US 11,997,344 B2
Translating a media asset with vocal characteristics of a speaker
Vijay Kumar, Karnataka (IN); Rajendran Pichaimurthy, Karnataka (IN); and Madhusudhan Seetharam, Karnataka (IN)
Assigned to Rovi Guides, Inc., San Jose, CA (US)
Filed by Rovi Guides, Inc., San Jose, CA (US)
Filed on Oct. 25, 2021, as Appl. No. 17/509,401.
Application 17/509,401 is a continuation of application No. 16/152,017, filed on Oct. 4, 2018, granted, now 11,195,507.
Prior Publication US 2022/0044668 A1, Feb. 10, 2022
Int. Cl.
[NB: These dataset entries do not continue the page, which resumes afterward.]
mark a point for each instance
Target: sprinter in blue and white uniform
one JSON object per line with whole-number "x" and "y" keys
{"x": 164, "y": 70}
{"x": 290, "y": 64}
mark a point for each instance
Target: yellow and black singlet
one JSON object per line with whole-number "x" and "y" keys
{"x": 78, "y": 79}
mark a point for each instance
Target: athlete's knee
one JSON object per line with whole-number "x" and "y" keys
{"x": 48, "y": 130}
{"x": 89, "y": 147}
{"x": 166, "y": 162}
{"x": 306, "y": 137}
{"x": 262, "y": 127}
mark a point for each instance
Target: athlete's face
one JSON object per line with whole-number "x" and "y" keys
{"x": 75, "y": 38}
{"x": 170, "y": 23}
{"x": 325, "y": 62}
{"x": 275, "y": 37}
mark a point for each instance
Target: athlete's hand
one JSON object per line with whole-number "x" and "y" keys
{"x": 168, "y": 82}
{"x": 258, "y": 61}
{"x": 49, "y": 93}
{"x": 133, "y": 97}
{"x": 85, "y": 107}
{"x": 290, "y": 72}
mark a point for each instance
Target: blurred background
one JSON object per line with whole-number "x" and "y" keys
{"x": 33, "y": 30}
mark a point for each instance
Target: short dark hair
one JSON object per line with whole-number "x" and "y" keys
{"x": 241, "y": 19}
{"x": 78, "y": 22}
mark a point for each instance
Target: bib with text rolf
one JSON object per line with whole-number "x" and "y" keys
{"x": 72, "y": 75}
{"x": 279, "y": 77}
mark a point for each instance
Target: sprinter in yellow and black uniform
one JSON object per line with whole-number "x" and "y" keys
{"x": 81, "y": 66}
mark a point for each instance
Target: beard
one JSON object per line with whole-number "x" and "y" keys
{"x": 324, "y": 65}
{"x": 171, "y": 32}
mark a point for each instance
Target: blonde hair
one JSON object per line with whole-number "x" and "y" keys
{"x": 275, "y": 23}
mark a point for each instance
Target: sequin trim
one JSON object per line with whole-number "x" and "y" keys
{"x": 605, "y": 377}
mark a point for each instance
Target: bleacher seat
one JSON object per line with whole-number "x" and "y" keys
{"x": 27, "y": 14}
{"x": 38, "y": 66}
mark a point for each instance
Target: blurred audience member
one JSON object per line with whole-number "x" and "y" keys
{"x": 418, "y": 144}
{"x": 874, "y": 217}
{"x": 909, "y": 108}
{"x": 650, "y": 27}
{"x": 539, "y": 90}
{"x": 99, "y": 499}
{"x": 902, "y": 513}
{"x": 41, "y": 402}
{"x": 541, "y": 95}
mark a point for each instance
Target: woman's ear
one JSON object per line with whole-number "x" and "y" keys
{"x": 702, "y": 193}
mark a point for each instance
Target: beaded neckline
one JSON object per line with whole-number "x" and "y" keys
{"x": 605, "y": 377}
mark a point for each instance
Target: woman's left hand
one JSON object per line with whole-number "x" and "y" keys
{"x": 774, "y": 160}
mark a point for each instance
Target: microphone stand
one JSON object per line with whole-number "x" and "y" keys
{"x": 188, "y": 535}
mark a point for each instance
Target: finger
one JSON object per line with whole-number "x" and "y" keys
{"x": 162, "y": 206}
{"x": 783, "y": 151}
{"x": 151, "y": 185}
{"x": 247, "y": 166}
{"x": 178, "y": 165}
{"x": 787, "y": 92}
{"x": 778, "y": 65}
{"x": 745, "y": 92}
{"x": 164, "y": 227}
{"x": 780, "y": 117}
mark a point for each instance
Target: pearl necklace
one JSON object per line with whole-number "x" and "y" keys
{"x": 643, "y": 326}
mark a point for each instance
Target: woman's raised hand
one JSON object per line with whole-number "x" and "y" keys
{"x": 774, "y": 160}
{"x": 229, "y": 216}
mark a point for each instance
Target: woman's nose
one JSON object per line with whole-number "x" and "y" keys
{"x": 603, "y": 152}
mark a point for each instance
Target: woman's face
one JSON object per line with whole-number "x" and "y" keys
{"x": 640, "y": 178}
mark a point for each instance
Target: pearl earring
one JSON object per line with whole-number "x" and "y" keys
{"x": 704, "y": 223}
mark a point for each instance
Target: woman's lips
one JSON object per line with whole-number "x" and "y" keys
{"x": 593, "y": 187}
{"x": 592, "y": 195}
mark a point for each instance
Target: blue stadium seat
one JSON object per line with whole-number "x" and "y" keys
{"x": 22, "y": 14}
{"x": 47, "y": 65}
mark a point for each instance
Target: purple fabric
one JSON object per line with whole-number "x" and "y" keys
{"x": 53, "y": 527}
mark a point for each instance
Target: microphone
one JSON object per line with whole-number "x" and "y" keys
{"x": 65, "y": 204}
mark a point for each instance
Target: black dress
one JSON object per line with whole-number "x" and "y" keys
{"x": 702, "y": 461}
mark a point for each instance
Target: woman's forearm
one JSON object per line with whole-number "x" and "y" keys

G06F 40/40 (2020.01); G10L 13/027 (2013.01); G10L 13/033 (2013.01); G10L 15/07 (2013.01); G10L 15/19 (2013.01); G10L 25/63 (2013.01); H04N 21/43 (2011.01); H04N 21/81 (2011.01)
CPC H04N 21/43072 (2020.08) [G10L 13/027 (2013.01); G10L 15/07 (2013.01); G10L 15/19 (2013.01); G10L 25/63 (2013.01); H04N 21/8106 (2013.01)] 21 Claims
OG exemplary drawing
 
1. A method comprising:
accessing a media asset, the media asset featuring a speaker that utters a plurality of spoken words;
determining an identity of the speaker in the media asset based on metadata associated with the media asset;
identifying vocal characteristics of the identified speaker by:
searching, based on the identity, for another media asset featuring the speaker;
extracting a voice sample featuring the speaker from the another media asset;
identifying the vocal characteristics based on the voice sample from the another media asset;
determining non-linguistic characteristics of the plurality of spoken words;
determining an emotional state expressed in the media asset featuring the speaker that utters the plurality of spoken words based on the non-linguistic characteristics; and
generating a translation of the plurality of spoken words of the media asset featuring the speaker that utters the plurality of spoken words using the identified vocal characteristics, and the determined emotional state.